Mata cokelat berbinar dengan bulu mata lentik itu menatap buku catatan kecil berwarna biru sambil tersenyum, sesekali ia berhenti menulis dan mengingat kejadian apa yang telah di laluinya dalam sehari. Ditemani kelipan bintang dan hembusan angin malam, seakan-akan langit sedang menyuguhkan lukisan Tuhan yang indah.
Tangan lentik nan indah milik gadis itu menari berdansa bersama dengan pena yang ada digenggamannya. Mulutnya menggumamkan irama-irama kecil yang terdengar sayup-sayup terbawa oleh angin yang masuk menyusup lewat celah jendela kamar pemilik mata cokelat dengan bulu mata indah itu.
drrtt ... drrtt.
Getaran dari ponsel itu menghentikan tarian jari dan pena di atas kertas.
"Halo?"
'Sha pinjem buku tugas buat besok dong, hehe.'
"Lo belum ngerjain?"
'Ya belumlah, mana paham gue sama materi itu.'
"Yahh, gimana mau paham orang lo tidur mulu."
'Hehe, ya maaf Sha, kalo pelajaran pak Mars pasti gue ngantuk.'
"Yaudah, ntar gue fotoin."
'Oke makasih Shaaaa, makin sayang deh.'
Gadis yang dipanggil Sha itu menghembuskan napasnya. Tanpa membalas ucapan dari seseorang diseberang telepon, perempuan itu langsung mematikan sambungan teleponnya, kemudian bangkit dari duduknya dan kemudian menutup gorden kamarnya.
*****
Falisha Inka. Seorang gadis periang dan merupakan seorang putri tunggal dari sepasang orang tua yang tidak baik-baik saja. Kedua orang tuanya memilih untuk berpisah ranjang namun belum bercerai. Mulanya Falisha menjadi alasan atas keputusan kedua orang tuanya untuk tidak bercerai. Sebenarnya, Falisha lebih nyaman untuk tidak dijadikan sebuah alasan atas sebuah masalah yang tidak perlu melibatkan dirinya.

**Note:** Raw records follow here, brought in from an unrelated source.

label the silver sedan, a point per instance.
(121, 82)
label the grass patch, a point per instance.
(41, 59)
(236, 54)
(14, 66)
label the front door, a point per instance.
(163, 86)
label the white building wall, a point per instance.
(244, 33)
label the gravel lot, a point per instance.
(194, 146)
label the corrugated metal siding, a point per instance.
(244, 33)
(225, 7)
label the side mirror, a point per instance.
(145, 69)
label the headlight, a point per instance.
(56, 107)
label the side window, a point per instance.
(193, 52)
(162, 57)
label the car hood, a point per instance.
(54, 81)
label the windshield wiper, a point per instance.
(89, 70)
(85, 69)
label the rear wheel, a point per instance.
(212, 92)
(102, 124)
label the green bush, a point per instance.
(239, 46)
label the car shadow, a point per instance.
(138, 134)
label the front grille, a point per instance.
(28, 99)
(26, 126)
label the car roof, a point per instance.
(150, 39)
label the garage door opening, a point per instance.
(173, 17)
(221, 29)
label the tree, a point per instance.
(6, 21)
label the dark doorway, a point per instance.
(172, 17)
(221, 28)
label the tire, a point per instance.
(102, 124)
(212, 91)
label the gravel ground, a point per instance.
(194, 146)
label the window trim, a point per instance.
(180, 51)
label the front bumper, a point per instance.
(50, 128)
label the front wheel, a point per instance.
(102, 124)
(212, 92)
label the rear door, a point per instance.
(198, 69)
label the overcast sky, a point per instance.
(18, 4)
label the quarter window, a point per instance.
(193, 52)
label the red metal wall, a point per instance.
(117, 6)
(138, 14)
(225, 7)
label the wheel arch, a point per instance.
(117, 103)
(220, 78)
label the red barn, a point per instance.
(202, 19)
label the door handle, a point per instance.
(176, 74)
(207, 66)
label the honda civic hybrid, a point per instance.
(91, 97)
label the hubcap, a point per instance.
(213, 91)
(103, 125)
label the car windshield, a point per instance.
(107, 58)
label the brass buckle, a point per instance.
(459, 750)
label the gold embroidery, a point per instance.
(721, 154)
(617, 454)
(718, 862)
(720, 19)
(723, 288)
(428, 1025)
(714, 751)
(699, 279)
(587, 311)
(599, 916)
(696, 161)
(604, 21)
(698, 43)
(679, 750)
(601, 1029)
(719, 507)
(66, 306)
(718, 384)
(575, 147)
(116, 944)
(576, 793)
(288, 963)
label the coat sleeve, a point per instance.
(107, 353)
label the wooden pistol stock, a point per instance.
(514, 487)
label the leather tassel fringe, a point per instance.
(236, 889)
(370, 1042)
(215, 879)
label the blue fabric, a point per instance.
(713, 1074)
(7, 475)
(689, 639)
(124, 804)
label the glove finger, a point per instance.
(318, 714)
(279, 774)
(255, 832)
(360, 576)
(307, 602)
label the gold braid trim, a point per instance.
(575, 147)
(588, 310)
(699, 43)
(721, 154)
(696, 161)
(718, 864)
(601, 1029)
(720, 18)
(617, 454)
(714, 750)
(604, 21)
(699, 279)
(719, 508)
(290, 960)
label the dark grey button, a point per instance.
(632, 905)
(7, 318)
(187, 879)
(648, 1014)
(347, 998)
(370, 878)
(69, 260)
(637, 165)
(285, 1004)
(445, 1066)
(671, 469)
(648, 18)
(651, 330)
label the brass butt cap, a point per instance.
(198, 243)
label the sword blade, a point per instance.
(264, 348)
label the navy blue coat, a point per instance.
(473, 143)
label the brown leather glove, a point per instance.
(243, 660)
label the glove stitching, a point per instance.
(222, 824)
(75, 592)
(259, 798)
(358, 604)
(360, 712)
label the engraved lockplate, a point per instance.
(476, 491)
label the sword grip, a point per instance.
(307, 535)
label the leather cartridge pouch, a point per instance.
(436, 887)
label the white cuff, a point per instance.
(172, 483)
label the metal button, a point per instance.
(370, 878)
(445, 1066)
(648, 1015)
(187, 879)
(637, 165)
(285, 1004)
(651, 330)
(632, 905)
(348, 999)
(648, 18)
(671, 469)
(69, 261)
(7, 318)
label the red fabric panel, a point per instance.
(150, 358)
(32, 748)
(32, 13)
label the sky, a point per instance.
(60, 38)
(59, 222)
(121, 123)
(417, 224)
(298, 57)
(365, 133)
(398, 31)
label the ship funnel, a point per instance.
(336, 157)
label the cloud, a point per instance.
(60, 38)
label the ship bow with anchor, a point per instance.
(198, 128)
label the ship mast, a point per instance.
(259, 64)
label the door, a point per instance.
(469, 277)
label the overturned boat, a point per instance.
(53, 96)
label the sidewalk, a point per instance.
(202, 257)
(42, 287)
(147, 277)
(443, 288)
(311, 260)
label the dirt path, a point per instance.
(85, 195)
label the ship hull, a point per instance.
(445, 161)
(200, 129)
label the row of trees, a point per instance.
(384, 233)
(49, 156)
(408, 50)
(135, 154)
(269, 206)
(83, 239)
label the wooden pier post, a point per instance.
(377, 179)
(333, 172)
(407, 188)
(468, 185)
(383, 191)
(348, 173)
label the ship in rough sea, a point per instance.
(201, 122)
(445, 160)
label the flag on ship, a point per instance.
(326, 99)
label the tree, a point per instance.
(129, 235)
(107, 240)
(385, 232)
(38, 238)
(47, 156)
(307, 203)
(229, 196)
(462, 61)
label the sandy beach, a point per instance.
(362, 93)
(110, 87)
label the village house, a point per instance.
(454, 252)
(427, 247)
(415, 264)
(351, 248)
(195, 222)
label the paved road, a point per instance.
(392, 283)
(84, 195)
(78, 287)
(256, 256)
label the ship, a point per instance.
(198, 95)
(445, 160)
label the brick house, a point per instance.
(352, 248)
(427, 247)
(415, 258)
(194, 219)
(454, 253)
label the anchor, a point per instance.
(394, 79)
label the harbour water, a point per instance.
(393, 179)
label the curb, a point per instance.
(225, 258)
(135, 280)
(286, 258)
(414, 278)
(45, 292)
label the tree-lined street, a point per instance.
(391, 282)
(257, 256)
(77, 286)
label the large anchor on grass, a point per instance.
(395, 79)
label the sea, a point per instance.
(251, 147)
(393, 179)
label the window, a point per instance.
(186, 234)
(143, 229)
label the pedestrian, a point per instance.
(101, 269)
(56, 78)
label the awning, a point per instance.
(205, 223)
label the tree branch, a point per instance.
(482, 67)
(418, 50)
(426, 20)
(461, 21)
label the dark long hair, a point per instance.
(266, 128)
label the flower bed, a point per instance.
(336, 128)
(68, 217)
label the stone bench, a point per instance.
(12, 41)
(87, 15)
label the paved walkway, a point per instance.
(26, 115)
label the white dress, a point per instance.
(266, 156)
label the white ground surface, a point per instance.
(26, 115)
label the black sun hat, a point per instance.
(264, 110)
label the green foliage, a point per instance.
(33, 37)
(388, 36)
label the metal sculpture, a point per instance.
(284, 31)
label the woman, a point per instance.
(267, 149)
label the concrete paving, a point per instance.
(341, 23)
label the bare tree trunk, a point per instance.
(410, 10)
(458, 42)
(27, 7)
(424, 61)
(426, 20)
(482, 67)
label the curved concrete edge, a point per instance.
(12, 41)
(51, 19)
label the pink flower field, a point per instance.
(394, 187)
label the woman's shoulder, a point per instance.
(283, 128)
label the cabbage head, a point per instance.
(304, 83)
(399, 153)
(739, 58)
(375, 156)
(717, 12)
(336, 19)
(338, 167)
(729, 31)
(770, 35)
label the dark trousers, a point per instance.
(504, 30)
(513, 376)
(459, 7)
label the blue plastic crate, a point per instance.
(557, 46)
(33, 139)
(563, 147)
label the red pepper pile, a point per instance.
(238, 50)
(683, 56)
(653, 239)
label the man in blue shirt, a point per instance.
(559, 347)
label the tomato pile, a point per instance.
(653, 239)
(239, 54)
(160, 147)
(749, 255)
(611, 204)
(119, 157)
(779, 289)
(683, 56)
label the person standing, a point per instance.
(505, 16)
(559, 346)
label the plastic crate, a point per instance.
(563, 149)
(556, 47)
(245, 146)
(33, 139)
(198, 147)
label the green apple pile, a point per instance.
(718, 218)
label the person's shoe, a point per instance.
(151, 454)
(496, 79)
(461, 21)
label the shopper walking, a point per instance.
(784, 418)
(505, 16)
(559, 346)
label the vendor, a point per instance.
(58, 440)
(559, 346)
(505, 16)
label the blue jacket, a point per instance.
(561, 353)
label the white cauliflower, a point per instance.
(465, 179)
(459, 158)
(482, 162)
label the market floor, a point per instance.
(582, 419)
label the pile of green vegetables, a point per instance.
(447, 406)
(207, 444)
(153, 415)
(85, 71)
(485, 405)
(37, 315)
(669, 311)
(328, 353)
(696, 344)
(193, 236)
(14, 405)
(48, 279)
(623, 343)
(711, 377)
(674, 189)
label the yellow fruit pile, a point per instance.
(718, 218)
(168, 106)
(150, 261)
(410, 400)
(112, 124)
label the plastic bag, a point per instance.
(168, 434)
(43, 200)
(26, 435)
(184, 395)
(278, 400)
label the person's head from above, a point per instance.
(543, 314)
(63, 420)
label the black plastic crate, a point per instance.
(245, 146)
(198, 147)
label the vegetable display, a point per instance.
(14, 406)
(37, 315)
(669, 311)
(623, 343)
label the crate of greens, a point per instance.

Ya, Falisha tidak ingin ikut campur sedikitpun pada masalah kedua orang tuanya, karena baginya masalah kedua orang tuanya bukan masalah tentang dirinya. Walau bagaimanapun juga, pada dasarnya permasalahan diantara kedua orang tuanya adalah masalahnya juga, hanya saja dia ingin seolah-olah tidak peduli.
Ia lebih nyaman ketika bersama teman-temannya daripada bersama keluarganya dirumah. Karena yang ia jumpai hanya suasana canggung, keegoisan, dan sepi. Kedua orang tuanya merupakan pebisnis sukses, namun kesuksesan diantara mereka itulah yang membuat mereka bersaing dan tidak akur dalam urusan rumah tangga.
Kriiinggg....
Dering alarm membangunkan Falisha pagi itu, tidak berselang lama terdengar suara ketukan di pintu kamarnya.
tok ... tok ... tok.
"Permisi, Mbak Falisha mau sarapan apa ya?" tanya Bi Siti, asisten rumahnya yang sudah merawat Falisha dari ia balita. Merawat Falisha sejak kedua orang tuanya dalam keadaan yang baik-baik saja hingga kini dalam keadaan yang tidak baik-baik saja.
"Apa aja Aku mau Bu, yang penting enak kayak biasanya," Falisha memanggil Bi Siti dengan panggilan 'Bu' karena ia sudah menganggap Bi Siti seperti ibunya sendiri.
"Oalah, Oke mbak Falisha."
Falisha di dalam kamarnya bangun dari tidurnya, meregangkan sedikit otot-otot ditubuhnya lalu bangkit bersiap untuk mandi dan berangkat ke sekolah.
*****
"Ngapain kamu itu suruh-suruh pegawai dikantor aku untuk ikut mengurusi kantor kamu, mas?"
Falisha yang sedang menuruni tangga mendengar suara lantang mamanya, yang sedang berseteru dengan papanya di ruang tengah.